The prisoner was arrested the following day while at his home and he handed over one semi-automatic pistol to the police and nine rounds of ammunition.
Cuffy admitted to the shooting and told the police he feared that Soloman would go and get his gun and shoot him.
Cottle told the court that Cuffy is a fisherman who had not obtain a secondary education.
He had two relevant previous convictions for possession of firearm and ammunition for which he served five years after being sentenced in 2016.
For this most recent offence, Cuffy expressed remorse and asked for forgiveness from his aunt.
Cottle also informed the court that the prisoner felt that his consumption of alcohol contributed to his actions and since he has been on remand he has been trying to get along with the inmates.
Persons in his community who were interviewed described Cuffy as a calm individual, but also as someone who would brandish weapons when he was harassed.
The judge said that there is no suggestion that the offence merits a whole life sentence because there was no substantial amount of pre- meditation.
He started at a custodial sentence of 40 years imprisonment.

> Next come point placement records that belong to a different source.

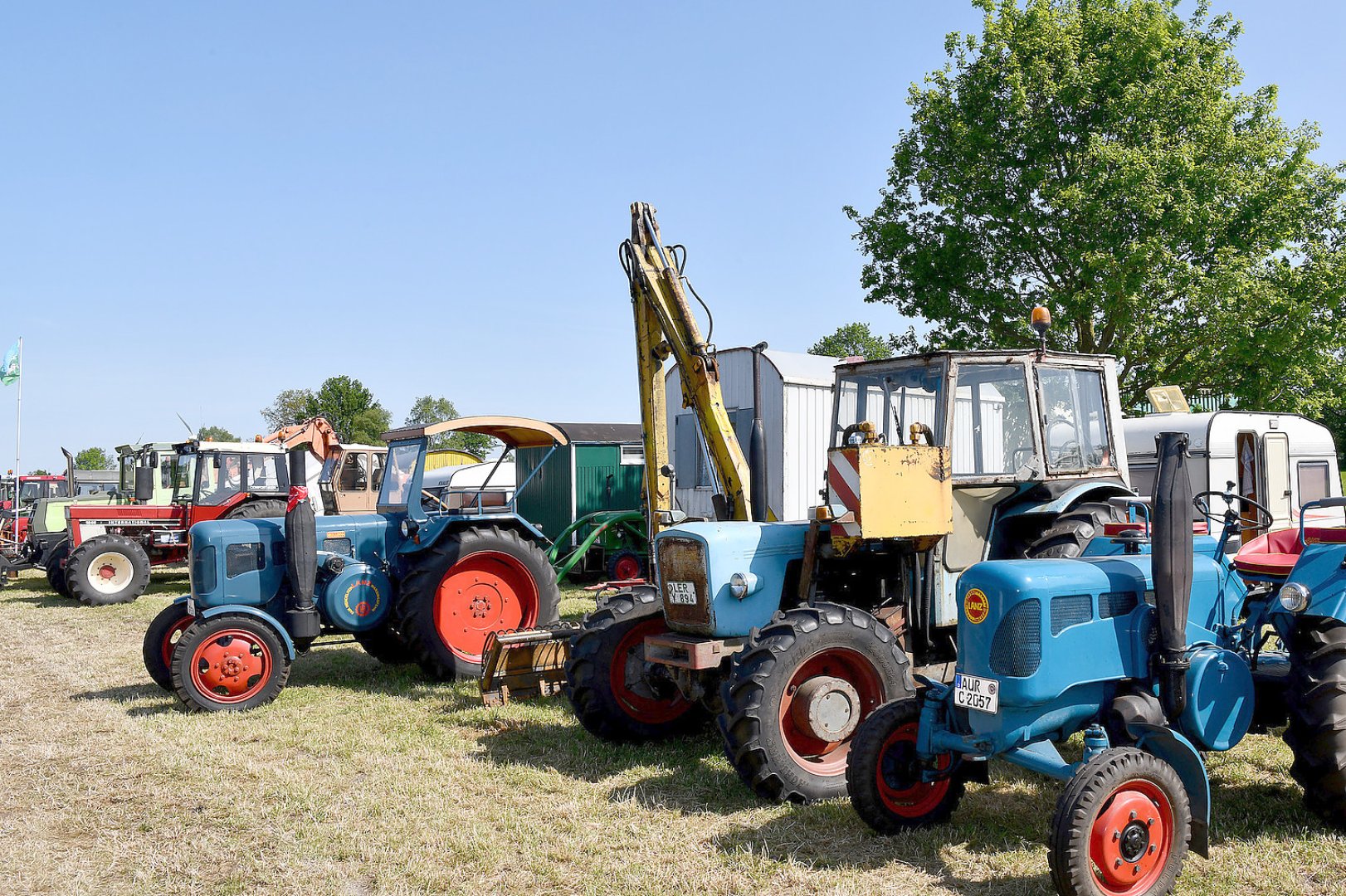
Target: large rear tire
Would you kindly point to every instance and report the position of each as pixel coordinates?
(108, 569)
(608, 685)
(471, 582)
(1317, 703)
(797, 693)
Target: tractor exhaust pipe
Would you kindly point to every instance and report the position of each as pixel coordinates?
(1173, 560)
(300, 554)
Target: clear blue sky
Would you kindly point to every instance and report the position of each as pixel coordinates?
(207, 203)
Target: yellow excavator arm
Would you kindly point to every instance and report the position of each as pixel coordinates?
(666, 327)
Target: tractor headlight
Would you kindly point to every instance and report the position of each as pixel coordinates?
(1294, 597)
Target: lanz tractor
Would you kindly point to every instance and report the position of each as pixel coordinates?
(1155, 651)
(413, 582)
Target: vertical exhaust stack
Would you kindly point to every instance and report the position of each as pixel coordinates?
(1173, 560)
(300, 554)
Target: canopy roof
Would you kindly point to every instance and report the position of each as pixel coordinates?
(516, 432)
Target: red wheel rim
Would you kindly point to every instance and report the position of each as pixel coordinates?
(231, 666)
(1131, 839)
(171, 640)
(816, 755)
(900, 787)
(627, 568)
(627, 677)
(484, 592)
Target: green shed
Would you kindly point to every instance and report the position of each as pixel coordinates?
(601, 469)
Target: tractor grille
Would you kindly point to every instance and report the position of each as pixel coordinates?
(684, 560)
(1116, 603)
(1070, 610)
(1017, 649)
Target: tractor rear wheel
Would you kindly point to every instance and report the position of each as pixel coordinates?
(160, 640)
(233, 661)
(797, 693)
(1120, 828)
(608, 684)
(883, 772)
(56, 569)
(1317, 703)
(108, 569)
(469, 584)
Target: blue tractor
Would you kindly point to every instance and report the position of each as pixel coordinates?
(1158, 647)
(420, 580)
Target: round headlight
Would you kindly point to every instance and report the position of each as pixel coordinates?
(1294, 597)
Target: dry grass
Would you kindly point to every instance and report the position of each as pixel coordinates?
(369, 779)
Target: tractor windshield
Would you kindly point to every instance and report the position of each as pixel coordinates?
(893, 398)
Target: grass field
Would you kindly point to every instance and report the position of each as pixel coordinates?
(372, 779)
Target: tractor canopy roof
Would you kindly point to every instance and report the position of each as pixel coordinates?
(516, 432)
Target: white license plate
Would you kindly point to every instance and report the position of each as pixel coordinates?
(979, 694)
(681, 592)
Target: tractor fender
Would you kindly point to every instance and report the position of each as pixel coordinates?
(1029, 502)
(1178, 752)
(252, 611)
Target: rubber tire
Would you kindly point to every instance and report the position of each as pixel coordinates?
(861, 772)
(257, 509)
(415, 606)
(755, 686)
(385, 645)
(590, 665)
(151, 650)
(1068, 840)
(610, 569)
(77, 571)
(192, 699)
(1317, 701)
(1069, 533)
(56, 572)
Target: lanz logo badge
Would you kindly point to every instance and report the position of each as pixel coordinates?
(975, 606)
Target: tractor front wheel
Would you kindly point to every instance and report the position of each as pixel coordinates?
(232, 661)
(797, 693)
(610, 685)
(160, 640)
(1120, 828)
(469, 584)
(1317, 703)
(883, 774)
(108, 569)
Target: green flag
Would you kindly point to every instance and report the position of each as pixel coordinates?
(10, 369)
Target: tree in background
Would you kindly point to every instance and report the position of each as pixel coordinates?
(95, 459)
(345, 402)
(852, 339)
(1099, 158)
(216, 433)
(428, 409)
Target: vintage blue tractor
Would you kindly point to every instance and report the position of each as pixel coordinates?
(1155, 651)
(417, 582)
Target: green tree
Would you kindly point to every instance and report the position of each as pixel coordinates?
(1097, 156)
(427, 409)
(852, 339)
(216, 433)
(95, 459)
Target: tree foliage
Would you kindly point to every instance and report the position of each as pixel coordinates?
(427, 409)
(1099, 158)
(216, 433)
(852, 339)
(95, 459)
(345, 402)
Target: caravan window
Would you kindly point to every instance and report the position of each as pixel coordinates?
(1314, 483)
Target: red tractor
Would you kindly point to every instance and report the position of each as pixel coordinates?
(112, 548)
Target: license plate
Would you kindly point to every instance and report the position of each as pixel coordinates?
(681, 592)
(979, 694)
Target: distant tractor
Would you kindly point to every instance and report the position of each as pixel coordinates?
(415, 582)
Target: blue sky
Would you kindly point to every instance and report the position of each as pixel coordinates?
(207, 203)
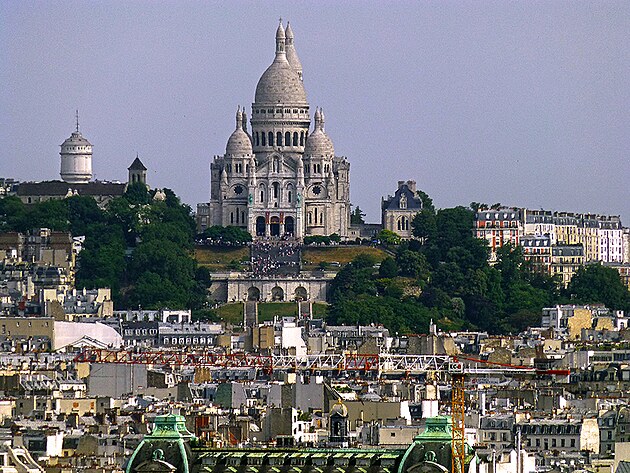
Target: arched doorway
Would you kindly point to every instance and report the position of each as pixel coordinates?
(277, 294)
(274, 227)
(289, 226)
(253, 294)
(301, 294)
(260, 226)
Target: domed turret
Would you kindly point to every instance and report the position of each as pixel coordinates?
(76, 158)
(280, 83)
(318, 142)
(239, 143)
(291, 53)
(339, 409)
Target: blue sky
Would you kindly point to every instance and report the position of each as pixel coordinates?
(524, 103)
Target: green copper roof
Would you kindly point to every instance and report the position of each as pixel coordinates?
(437, 429)
(170, 426)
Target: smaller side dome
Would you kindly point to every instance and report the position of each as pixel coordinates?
(239, 143)
(318, 143)
(339, 409)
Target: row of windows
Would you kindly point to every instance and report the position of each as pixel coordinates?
(275, 192)
(238, 168)
(554, 443)
(237, 217)
(187, 341)
(140, 331)
(279, 110)
(315, 217)
(279, 139)
(402, 223)
(317, 168)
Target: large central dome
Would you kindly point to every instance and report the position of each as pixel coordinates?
(280, 83)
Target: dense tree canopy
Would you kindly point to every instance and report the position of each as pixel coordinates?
(444, 274)
(138, 246)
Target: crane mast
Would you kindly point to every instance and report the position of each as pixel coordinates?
(457, 367)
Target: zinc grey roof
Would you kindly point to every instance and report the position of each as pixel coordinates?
(280, 84)
(393, 203)
(137, 165)
(623, 467)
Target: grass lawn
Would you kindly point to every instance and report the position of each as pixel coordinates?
(312, 256)
(233, 312)
(217, 258)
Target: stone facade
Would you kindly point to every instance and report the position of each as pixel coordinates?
(399, 210)
(279, 180)
(233, 287)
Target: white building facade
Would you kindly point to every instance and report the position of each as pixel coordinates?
(280, 180)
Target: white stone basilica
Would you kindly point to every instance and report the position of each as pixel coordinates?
(280, 179)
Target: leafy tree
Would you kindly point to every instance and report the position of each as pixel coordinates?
(14, 215)
(413, 264)
(388, 268)
(51, 214)
(427, 202)
(424, 225)
(83, 212)
(357, 216)
(387, 237)
(137, 193)
(598, 284)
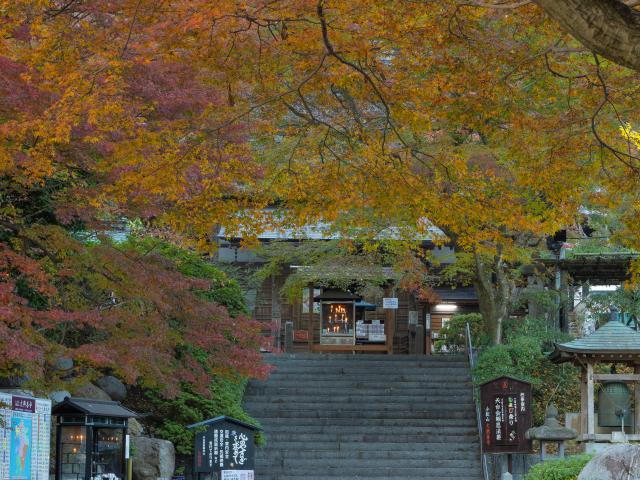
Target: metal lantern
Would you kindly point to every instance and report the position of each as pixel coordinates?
(613, 405)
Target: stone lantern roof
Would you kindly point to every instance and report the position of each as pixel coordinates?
(613, 342)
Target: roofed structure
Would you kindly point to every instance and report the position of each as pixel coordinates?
(86, 406)
(613, 341)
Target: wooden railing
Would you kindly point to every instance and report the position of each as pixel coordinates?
(472, 363)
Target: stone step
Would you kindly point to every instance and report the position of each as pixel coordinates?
(329, 409)
(381, 357)
(356, 385)
(304, 422)
(435, 444)
(357, 415)
(370, 400)
(391, 472)
(343, 416)
(433, 429)
(345, 438)
(372, 374)
(425, 389)
(436, 451)
(319, 367)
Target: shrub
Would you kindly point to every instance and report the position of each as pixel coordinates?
(453, 336)
(564, 469)
(169, 417)
(523, 356)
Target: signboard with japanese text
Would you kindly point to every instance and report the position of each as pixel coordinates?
(237, 475)
(25, 436)
(390, 303)
(225, 446)
(506, 415)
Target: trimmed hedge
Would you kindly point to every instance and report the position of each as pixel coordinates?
(565, 469)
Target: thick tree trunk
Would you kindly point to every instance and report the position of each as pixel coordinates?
(495, 289)
(607, 27)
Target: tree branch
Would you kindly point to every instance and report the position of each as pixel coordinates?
(610, 28)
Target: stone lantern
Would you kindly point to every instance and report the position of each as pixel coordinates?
(551, 431)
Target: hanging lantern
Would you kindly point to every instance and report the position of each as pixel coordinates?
(614, 399)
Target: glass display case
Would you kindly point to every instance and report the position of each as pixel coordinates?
(338, 323)
(72, 452)
(91, 439)
(337, 317)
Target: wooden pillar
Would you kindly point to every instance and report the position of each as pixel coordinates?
(288, 336)
(636, 403)
(310, 323)
(583, 402)
(591, 420)
(389, 326)
(276, 311)
(419, 339)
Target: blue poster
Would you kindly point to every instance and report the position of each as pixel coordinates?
(20, 463)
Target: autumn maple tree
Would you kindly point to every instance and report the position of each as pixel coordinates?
(491, 124)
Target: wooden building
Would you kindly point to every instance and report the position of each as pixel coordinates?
(371, 327)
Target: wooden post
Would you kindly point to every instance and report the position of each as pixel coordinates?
(288, 337)
(419, 339)
(591, 424)
(636, 403)
(310, 323)
(583, 402)
(389, 327)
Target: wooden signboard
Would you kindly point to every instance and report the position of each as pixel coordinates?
(506, 415)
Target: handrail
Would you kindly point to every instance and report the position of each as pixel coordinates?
(472, 365)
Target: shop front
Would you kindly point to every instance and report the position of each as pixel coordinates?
(347, 323)
(91, 439)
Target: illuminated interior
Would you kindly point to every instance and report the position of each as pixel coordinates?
(337, 320)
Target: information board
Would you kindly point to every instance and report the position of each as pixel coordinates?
(237, 475)
(390, 303)
(506, 415)
(25, 436)
(224, 446)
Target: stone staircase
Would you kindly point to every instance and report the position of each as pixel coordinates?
(366, 417)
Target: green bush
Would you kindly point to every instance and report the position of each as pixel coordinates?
(170, 417)
(523, 355)
(223, 290)
(453, 336)
(565, 469)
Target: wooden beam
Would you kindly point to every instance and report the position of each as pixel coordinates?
(591, 421)
(310, 324)
(636, 402)
(616, 377)
(389, 327)
(381, 347)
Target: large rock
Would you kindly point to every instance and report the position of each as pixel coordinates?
(614, 463)
(153, 458)
(63, 364)
(135, 428)
(114, 387)
(89, 390)
(58, 396)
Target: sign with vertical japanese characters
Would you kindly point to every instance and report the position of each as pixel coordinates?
(390, 303)
(237, 475)
(25, 436)
(506, 415)
(225, 446)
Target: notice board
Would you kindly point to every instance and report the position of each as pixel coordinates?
(225, 446)
(25, 436)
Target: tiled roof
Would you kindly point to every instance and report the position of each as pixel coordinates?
(88, 406)
(612, 337)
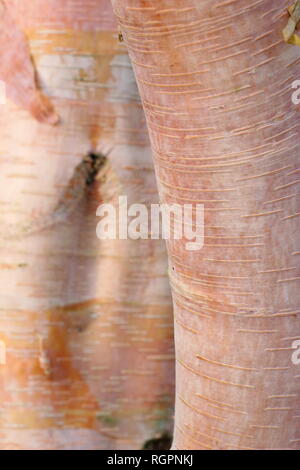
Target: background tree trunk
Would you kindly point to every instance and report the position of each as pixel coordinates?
(87, 323)
(215, 79)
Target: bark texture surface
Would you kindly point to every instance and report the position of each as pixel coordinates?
(87, 323)
(215, 80)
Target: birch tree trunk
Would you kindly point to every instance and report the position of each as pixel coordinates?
(215, 79)
(87, 323)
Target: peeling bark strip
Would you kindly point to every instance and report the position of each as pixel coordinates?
(17, 71)
(289, 30)
(215, 79)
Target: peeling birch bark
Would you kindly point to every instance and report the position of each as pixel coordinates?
(87, 323)
(215, 80)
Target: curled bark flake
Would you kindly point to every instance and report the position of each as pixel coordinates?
(17, 71)
(289, 31)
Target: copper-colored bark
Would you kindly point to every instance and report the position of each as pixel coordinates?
(87, 323)
(215, 79)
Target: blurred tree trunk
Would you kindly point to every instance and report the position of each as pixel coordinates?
(216, 80)
(87, 323)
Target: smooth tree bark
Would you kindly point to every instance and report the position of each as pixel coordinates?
(87, 323)
(215, 79)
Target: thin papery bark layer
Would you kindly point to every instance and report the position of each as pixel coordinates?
(215, 80)
(87, 323)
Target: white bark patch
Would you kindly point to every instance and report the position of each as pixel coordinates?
(68, 76)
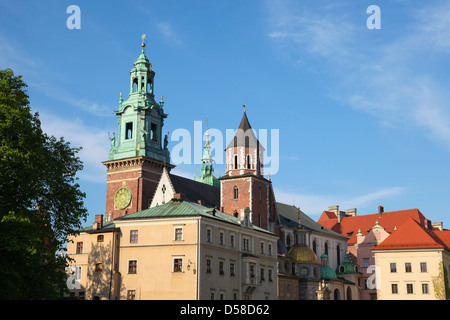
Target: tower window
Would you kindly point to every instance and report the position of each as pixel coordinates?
(128, 130)
(235, 193)
(135, 84)
(153, 131)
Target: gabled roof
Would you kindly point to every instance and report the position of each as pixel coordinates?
(350, 225)
(195, 190)
(245, 137)
(412, 235)
(289, 217)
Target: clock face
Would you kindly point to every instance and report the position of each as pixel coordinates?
(122, 198)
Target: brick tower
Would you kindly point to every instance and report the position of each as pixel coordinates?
(137, 160)
(244, 184)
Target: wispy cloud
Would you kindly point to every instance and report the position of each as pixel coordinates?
(169, 33)
(94, 142)
(397, 78)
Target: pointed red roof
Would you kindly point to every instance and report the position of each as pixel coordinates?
(245, 137)
(412, 235)
(350, 225)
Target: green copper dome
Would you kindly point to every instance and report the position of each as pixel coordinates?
(347, 265)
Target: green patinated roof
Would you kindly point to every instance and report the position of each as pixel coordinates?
(350, 267)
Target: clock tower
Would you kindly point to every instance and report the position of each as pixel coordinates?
(138, 153)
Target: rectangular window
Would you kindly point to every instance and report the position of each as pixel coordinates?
(153, 129)
(221, 267)
(394, 288)
(133, 236)
(79, 247)
(132, 266)
(98, 267)
(409, 288)
(423, 267)
(178, 265)
(178, 234)
(129, 130)
(366, 262)
(131, 294)
(393, 267)
(252, 271)
(246, 244)
(408, 267)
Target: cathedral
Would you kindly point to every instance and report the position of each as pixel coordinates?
(164, 236)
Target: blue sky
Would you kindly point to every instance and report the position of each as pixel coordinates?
(363, 115)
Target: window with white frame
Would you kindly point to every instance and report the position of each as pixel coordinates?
(177, 264)
(178, 233)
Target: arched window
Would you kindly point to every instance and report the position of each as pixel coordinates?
(337, 294)
(338, 254)
(349, 293)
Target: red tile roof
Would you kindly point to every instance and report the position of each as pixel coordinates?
(350, 225)
(413, 235)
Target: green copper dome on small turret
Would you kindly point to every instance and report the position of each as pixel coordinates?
(325, 271)
(347, 265)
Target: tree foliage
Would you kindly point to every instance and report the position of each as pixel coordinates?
(40, 201)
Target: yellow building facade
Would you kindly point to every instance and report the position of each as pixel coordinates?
(180, 250)
(413, 263)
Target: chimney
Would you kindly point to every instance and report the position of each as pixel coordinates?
(438, 225)
(380, 211)
(178, 196)
(339, 214)
(98, 222)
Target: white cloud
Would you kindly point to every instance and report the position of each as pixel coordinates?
(396, 79)
(316, 204)
(168, 33)
(95, 143)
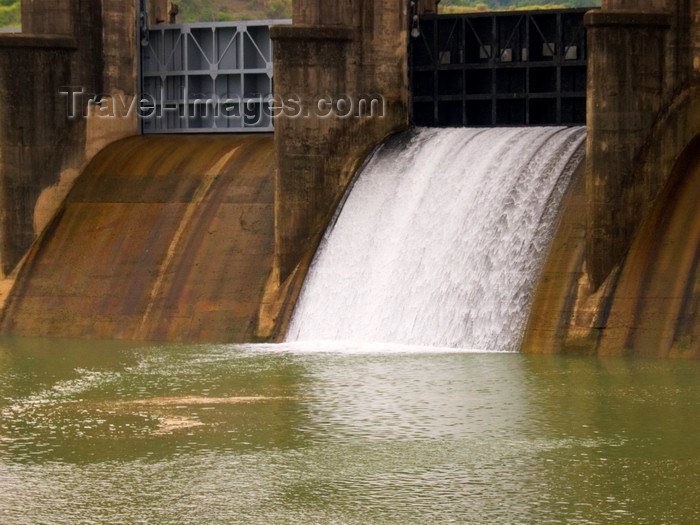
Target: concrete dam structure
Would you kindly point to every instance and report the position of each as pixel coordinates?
(162, 238)
(210, 238)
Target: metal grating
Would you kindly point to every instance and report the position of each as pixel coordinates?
(499, 69)
(207, 77)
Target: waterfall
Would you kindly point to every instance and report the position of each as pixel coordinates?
(440, 239)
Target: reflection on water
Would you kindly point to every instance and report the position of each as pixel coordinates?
(115, 433)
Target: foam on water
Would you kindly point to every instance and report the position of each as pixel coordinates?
(440, 241)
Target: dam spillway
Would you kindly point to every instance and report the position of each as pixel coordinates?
(440, 240)
(162, 238)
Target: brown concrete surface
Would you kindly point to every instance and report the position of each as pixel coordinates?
(650, 305)
(350, 48)
(162, 238)
(655, 309)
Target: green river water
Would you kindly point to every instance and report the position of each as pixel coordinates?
(108, 432)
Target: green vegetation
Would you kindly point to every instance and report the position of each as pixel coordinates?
(10, 13)
(226, 10)
(465, 6)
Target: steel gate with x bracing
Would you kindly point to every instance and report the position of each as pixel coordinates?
(512, 68)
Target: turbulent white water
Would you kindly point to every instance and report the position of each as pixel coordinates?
(440, 240)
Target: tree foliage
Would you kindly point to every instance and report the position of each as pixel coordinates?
(489, 5)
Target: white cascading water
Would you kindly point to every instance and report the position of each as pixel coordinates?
(440, 240)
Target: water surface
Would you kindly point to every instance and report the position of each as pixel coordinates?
(123, 433)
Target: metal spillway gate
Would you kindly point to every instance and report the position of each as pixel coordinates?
(509, 68)
(207, 77)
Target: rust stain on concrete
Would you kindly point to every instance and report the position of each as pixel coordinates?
(162, 238)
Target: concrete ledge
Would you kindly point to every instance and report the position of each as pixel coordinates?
(295, 32)
(37, 41)
(598, 18)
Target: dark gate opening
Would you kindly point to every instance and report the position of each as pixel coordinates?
(522, 68)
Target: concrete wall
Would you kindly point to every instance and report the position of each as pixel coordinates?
(84, 43)
(336, 49)
(643, 113)
(162, 238)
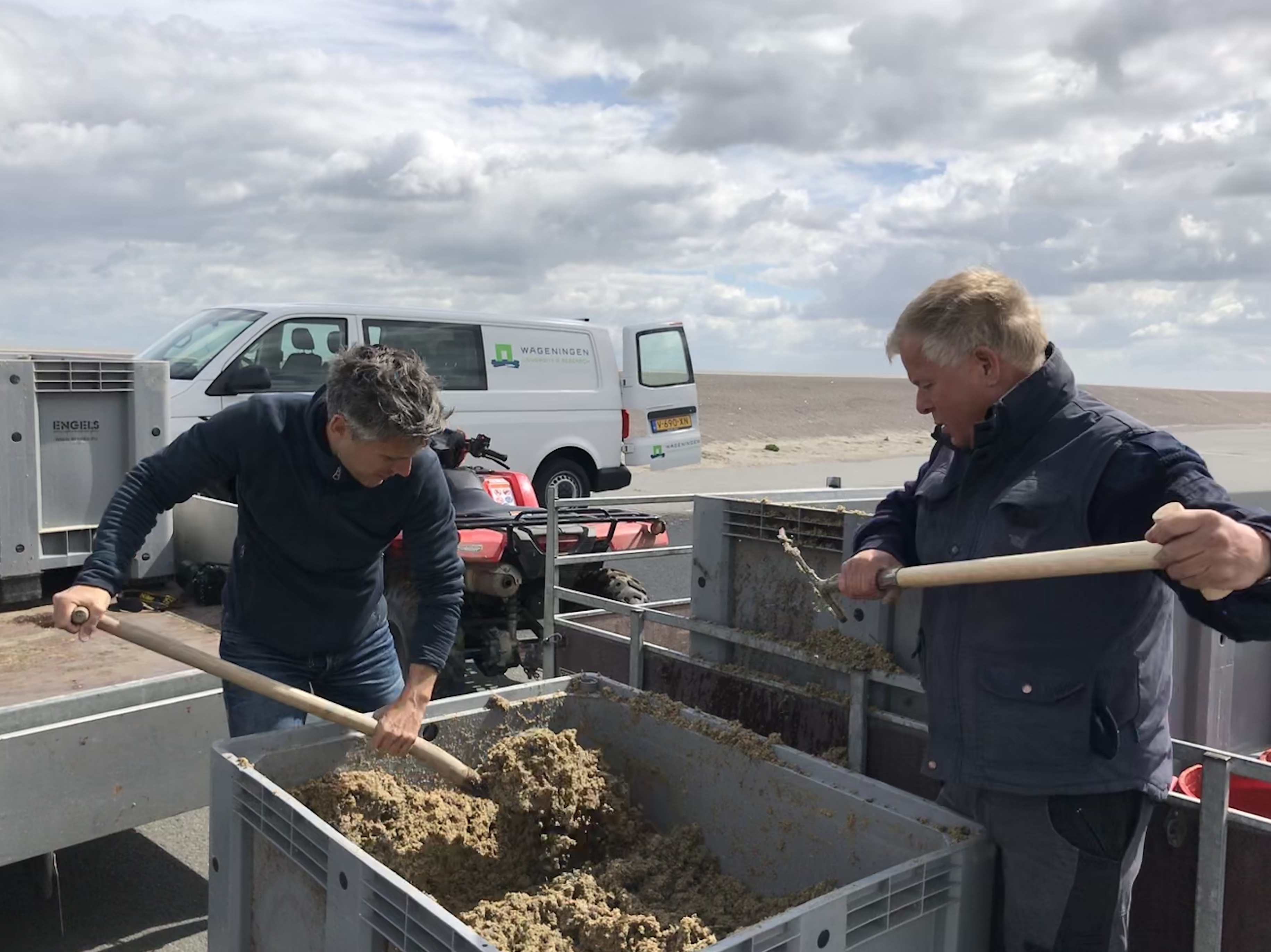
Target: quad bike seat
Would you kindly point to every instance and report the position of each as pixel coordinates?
(471, 500)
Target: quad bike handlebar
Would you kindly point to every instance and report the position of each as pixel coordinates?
(453, 447)
(478, 447)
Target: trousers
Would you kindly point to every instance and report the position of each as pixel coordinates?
(1067, 866)
(367, 678)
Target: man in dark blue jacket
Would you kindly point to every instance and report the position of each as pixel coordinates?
(325, 485)
(1048, 701)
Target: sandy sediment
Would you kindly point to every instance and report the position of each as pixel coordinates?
(557, 860)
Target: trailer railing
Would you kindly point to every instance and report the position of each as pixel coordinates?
(1219, 766)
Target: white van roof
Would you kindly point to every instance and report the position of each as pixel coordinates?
(344, 308)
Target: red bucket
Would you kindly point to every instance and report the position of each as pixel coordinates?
(1245, 793)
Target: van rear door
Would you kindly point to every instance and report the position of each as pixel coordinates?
(660, 398)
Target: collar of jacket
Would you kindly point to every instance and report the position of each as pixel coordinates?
(1022, 410)
(319, 448)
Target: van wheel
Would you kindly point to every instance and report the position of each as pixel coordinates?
(567, 476)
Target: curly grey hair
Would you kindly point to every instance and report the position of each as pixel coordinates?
(384, 393)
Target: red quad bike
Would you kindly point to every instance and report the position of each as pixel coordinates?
(503, 541)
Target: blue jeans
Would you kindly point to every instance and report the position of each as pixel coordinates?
(364, 679)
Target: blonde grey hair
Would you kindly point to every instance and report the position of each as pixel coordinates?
(386, 394)
(975, 308)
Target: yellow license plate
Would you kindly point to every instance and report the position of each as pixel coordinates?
(662, 426)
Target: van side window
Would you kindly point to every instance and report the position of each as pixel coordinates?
(453, 352)
(297, 352)
(664, 358)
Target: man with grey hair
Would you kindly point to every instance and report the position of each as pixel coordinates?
(325, 485)
(1048, 701)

When the aggravating factors were considered, the judge found that the offence was committed in a public road and also in a residential area. He also said there was a serious risk of injury or death to others.
Mitigating of the offence, was that there was a degree of provocation.
Aggravating of Cuffy as an offender, was that he has two previous relevant convictions, and he made no attempt to assist the deceased after he shot him.
Mitigating for him was that he cooperated and handed over the gun, and had expressed remorse.
The aggravating factors outweighed the mitigating factors and two years were added to the sentence. However, the prisoner’s guilty plea afforded him a one-third discount from his sentence. He also had the two years, two months, and 29 days spent on remand, deducted from the sentence.